Echtes Leben beginnt dann, wenn alle Masken fallen

Gastautorin des Artikels: Manuela Dobrileit
Titelfoto: Rüdiger Lutz

Letzte Woche habe ich mich mal wieder intensiver auf ein paar geschäftlichen und halbprivaten Veranstaltungen herumgetrieben.

Auf den ersten Blick gut besuchte busy Events mit wohl gelaunten, hoch dotierten, stylishen Menschen und fröhlich-koketten Paaren. Meist fortgeschrittenen Alters Ü50, die die Insignien eines Lebens in Wohlstand am Leib tragen, in der Hotelgarage zu stehen haben und die jeden Abend mit dem beruhigenden Wissen der absoluten finanziellen Sicherheit und des „Mir kann nichts passieren!“ ins Bett gehen.

Auf den zweiten Blick offenbarte sich mir tiefe Langeweile und Ödnis. Angeödet vom Verpflichtungscharakter derartiger Veranstaltungen, vom Sehen und Gesehen-Werden, vom Mitspielen-Müssen ab einer bestimmten gesellschaftlichen Ebene.

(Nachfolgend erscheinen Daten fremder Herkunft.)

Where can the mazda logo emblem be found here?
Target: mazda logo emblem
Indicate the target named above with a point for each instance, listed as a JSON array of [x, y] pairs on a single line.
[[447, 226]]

Angewidert von den musternden Blicken, die in Windeseile auch die kleinsten Anzeichen von Schwäche und/oder Verlust scannen.

Gelangweilt von den unausgesprochenen Vergleichen, den ungefragt selbstherrlichen Beweisen neuester Errungenschaften, die den finanziellen und damit gesellschaftlichen Status weiter zementieren sollen.

Auf den dritten Blick sah ich tiefe Leere.

Ein unglaubliches Erschöpft-Sein vom Gefühl des Mithalten- und Mitspielen-Müssen. Denn wenn auch Geld schon lange keine Rolle mehr spielt und einfach da ist, so ist es ein Trugschluss anzunehmen, dass die Menschen dadurch frei wären. Zumindest nicht diese Menschen. Die zwar schmerzvoll erfahren haben, dass das viele Geld beruhigt und einen gewissen gesellschaftlichen Status sichert, aber eben nicht das Gefühl des sich Verloren-Fühlen aufzuheben vermag.

 

Der vierte, fünfte und sechste Blick ging mir sehr nahe

Er zeigte mir Traurigkeit, tiefe Sehnsucht nach Liebe. Angst vor Verlust, vor dem Altern, vor dem Alleinsein.

Angst vor dem Tod.
Angst davor, wer man ist, wenn all das Gewohnte nicht mehr da wäre.

Die Frauen hinter ihrer teuren Maskerade aus luxuriösem Make-up, teurem Parfüm, funkelndem Schmuck und ausgefallener Designer-Garderobe. Die trotz Botox und teuerster Cremes eine so große Angst vor ihren Falten haben, dass ihnen diese förmlich aus den Augen schreit.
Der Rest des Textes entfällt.